Sliding Mode Control of Omnidirectional Mobile Robots Based on Reduced-order ESO

The trajectory tracking accuracy of omnidirectional mobile robots (OMR) is easily affected by system uncertainties and external disturbances in complex environments. To improve the trajectory tracking performance of the MY-3 omnidirectional mobile robot, we propose a sliding mode control (SMC) method based on reduced-order extended state observer (ROESO). Firstly, we establish a mathematical model of the MY-3 robot, and unify the system uncertainties, nonlinear terms, and external disturbances as “total disturbance”, which is real-time estimated and compensated by the ROESO to reduce its impact on the system, while avoiding the inversion of the inertia matrix.
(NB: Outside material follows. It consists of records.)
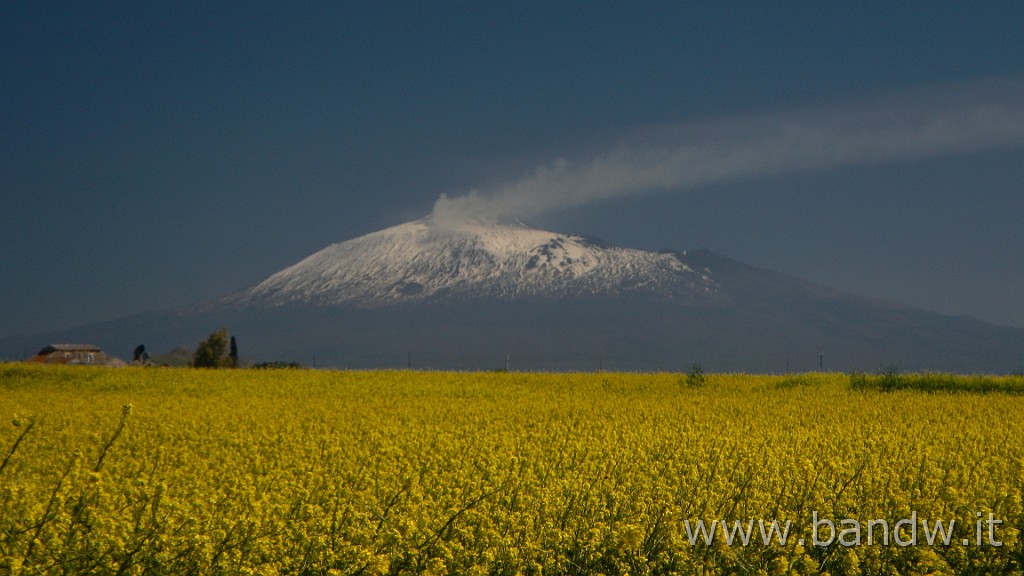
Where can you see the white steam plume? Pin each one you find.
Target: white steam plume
(924, 124)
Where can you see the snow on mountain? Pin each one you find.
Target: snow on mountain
(455, 259)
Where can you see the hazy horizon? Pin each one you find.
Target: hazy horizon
(157, 156)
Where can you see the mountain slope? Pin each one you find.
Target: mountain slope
(424, 260)
(470, 294)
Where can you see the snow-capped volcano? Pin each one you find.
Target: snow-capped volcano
(441, 258)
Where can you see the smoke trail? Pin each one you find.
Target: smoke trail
(920, 125)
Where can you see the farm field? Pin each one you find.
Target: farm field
(301, 471)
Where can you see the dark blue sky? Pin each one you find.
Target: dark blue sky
(153, 155)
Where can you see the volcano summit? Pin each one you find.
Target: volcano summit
(468, 293)
(427, 260)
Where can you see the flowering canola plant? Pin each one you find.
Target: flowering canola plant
(305, 471)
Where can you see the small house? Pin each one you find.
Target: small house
(76, 354)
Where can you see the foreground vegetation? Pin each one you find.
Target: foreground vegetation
(296, 471)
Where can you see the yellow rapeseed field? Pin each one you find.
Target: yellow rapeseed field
(303, 471)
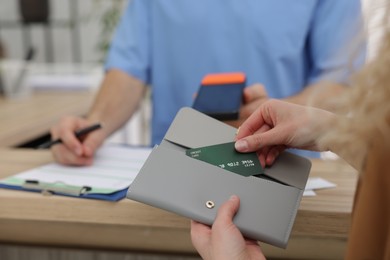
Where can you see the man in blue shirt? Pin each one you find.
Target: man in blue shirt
(287, 46)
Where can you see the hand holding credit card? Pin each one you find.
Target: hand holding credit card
(226, 157)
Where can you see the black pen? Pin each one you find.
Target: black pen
(79, 133)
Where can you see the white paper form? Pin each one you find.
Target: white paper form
(114, 168)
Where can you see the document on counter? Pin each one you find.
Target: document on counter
(113, 170)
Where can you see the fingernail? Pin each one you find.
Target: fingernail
(241, 145)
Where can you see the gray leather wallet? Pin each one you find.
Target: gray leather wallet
(172, 181)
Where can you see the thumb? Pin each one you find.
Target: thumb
(254, 92)
(91, 143)
(227, 211)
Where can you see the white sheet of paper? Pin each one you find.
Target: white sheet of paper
(114, 169)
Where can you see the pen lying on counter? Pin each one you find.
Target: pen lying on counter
(79, 133)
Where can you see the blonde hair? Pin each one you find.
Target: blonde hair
(366, 105)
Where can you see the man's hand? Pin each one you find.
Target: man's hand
(73, 151)
(224, 241)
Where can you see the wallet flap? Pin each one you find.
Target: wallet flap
(193, 129)
(172, 181)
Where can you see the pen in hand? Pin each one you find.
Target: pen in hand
(79, 133)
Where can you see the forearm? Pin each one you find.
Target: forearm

Based on this, we design a sliding mode control law, and combine it with the ROESO to enhance the system's robustness and suppress the chattering problem in sliding mode control. Finally, simulations and physical experiments validate the robustness of the proposed method under load variations. The results show that the proposed method has good robustness under load variations, significantly reduces the trajectory tracking error, improves the system’s tracking accuracy, and enhances its adaptability to external disturbances. Meanwhile, the control signal becomes smoother, verifying the effectiveness of the ROESO in disturbance compensation.